British anti-tax campaigners are taking advice from leaders of the rightwing Tea Party movement in the US in a bid to import the mass-protest techniques that have seen a million activists march on Washington DC to call for lower taxes and smaller government.This pseudo-populist initiative is essentially a media creation and a perfect example of what the future might hold as regards staged revolutions choreographed by huge corporate interests who can dominate the media agenda and co-opt politicians who then can pretend they are "reacting" to the "will of the people".The Taxpayers' Alliance, an influential campaign group that calls for tax cuts and low government spending, is being advised by Freedom Works, a powerful Washington organisation credited with helping to destabilise the Obama administration through its mobilisation of 800,000 grassroots activists.
Libertarian US Tea Party organisations attended a conference in London today to share tactics with British and European taxpayer lobby groups, and described their activities as "an insurgent campaign" against their government's tax and spending policies.
The move reflects an increasing desire within rightwing circles to establish a British version of the Tea Party "uprising", and a growing belief that expected union action against the coalition government's programme of cuts could be harnessed to mobilise vocal counter-demonstrations.
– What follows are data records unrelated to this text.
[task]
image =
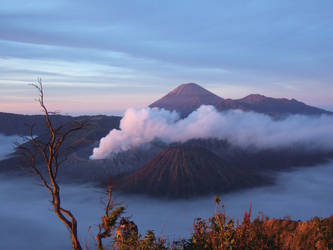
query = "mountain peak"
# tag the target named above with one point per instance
(189, 89)
(185, 98)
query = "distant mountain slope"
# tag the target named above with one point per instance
(269, 105)
(181, 171)
(188, 97)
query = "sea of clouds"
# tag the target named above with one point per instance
(140, 126)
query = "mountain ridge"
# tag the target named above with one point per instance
(187, 97)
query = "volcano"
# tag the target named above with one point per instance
(186, 98)
(183, 171)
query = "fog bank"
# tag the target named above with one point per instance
(244, 129)
(25, 208)
(7, 144)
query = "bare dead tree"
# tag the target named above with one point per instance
(50, 151)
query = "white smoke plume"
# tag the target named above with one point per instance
(244, 129)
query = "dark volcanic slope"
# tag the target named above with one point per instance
(186, 171)
(187, 98)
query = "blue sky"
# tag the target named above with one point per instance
(104, 56)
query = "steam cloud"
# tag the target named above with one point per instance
(244, 129)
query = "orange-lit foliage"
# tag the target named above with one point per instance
(220, 232)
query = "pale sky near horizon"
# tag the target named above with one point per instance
(104, 56)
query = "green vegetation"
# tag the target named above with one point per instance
(221, 232)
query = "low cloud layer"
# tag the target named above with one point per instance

There is nothing unusual about the Tea Party proselytising for "Freedom" in the UK as Freedom Works, the organisation behind the Tea Party, has been endorsed by those wonderful exponents of American Freedom and intellectual fire power everywhere, the Bush Family.
"Folks, you've got to get to know this organization ... They have been doing a great job all over the country educating people."-President George W. Bush
To be endorsed by this dimwit should be the kiss of death as far as the notion of educating the folks is concerned, though Bush II was not entirely as cretinous as he tried to portray himself, even if Sarah Palin seems to represent a new departure here.
In Britain, there is no reason why the Taxpayers Alliance will not be supported by those like Richard Littlejohn and given coverage by Sky News just as Bush and his regime was backed by Fox News, both of which are owned by Rupert Murdoch, a key donor to the Tea Party, though he has publicly lied about not supporting it.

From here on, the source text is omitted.